Strategies for Managing Debt
1. Prioritise High-Interest Debt
Not all debt is equal. A business loan at 6% is far cheaper than a credit card at 20%. Focus your extra repayments on the highest-interest debt first (this is called the avalanche method).
List your debts by interest rate (highest first) and direct any surplus cash to the top of the list while making minimum payments on everything else.
2. Consolidate Where It Makes Sense
If you have multiple high-interest debts, consolidating them into a single lower-interest loan can reduce your total interest cost and simplify repayments. However, be cautious:
- Ensure the consolidated loan has a genuinely lower rate
- Do not extend the term so much that you pay more interest overall
- Do not use consolidation as an excuse to borrow more
3. Renegotiate Terms
Contact your lenders and discuss your situation. Options include:
- Extending the loan term to reduce monthly repayments (you pay more interest overall, but improve short-term cash flow)
- Negotiating a lower interest rate (especially if your credit profile has improved)
- Switching from variable to fixed rate (for repayment certainty)
- Requesting a temporary repayment holiday (for acute but temporary cash flow issues)
Lenders would rather adjust terms than deal with a default. Be proactive and honest about your situation.
4. Accelerate Repayment With Surplus Cash
When you have a strong month or receive a windfall (tax refund, large payment from a client, sale of an asset), direct a portion to debt repayment. Even small additional payments make a significant difference over time due to the reduction in interest.
5. Address the Root Cause
If you are taking on debt to cover operating expenses, the debt is a symptom, not the problem. The root cause might be:
- Underpricing (revenue does not cover costs)
- Slow collections (clients are paying late)
- Excessive overhead (costs are too high for revenue)
- Seasonal gaps (no cash reserve for quiet periods)
Fix the root cause, and the need for operating debt disappears.
ATO Debt: Special Considerations
If you owe the ATO money (from BAS, income tax, or super), treat it as a priority:
- The ATO charges the General Interest Charge (GIC) on unpaid amounts, which is well above commercial rates
- Persistent non-compliance can result in Director Penalty Notices, making directors personally liable
- The ATO can garnishee bank accounts and wind up companies for unpaid debts
If you have an ATO debt, contact them early. The ATO has payment plan arrangements that can spread the debt over time. They are generally cooperative with businesses that engage proactively.

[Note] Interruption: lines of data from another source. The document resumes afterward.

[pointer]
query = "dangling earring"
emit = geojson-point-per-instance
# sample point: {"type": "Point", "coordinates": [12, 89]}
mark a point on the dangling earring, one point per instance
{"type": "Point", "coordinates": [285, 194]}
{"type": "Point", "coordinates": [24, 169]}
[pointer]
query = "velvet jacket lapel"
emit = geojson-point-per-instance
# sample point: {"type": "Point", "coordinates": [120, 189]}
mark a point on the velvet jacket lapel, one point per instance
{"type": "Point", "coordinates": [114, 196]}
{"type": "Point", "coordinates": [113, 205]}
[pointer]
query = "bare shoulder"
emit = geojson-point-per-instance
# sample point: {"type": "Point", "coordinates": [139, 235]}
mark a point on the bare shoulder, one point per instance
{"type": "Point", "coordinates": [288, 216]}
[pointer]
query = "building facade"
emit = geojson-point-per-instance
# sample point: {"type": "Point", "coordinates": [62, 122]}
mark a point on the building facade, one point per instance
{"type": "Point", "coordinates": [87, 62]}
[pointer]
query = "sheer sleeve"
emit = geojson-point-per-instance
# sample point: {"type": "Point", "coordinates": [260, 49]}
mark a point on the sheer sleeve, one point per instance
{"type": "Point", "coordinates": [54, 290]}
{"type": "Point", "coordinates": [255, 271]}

When to Seek Professional Help
Talk to a financial advisor or accountant if:
- Your total debt repayments exceed 30% of revenue
- You are regularly using credit to meet operating expenses
- Your debt is growing rather than shrinking
- You have received a Director Penalty Notice
- You are considering voluntary administration or liquidation
Early intervention is always better. The longer you wait, the fewer options you have.

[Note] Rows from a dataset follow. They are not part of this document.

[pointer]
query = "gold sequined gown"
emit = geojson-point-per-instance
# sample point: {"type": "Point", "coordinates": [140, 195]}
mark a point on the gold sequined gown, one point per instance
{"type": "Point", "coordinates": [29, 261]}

Building a Debt-Free Future
Once you have managed your existing debt, build habits that prevent future problems:
- Budget and forecast - Plan your spending before it happens
- Build cash reserves - Cover seasonal gaps and emergencies with savings, not debt
- Use debt only for investments - Assets that generate returns, not operating expenses
- Track your numbers - Use SortBooks to keep your financial data current so you always know your position
- Set debt limits - Define the maximum acceptable debt level for your business and stick to it
- Review regularly - Include debt analysis in your monthly financial review
Debt is a tool. Use it intentionally, manage it actively, and it serves your business. Ignore it, and it can destroy what you have built.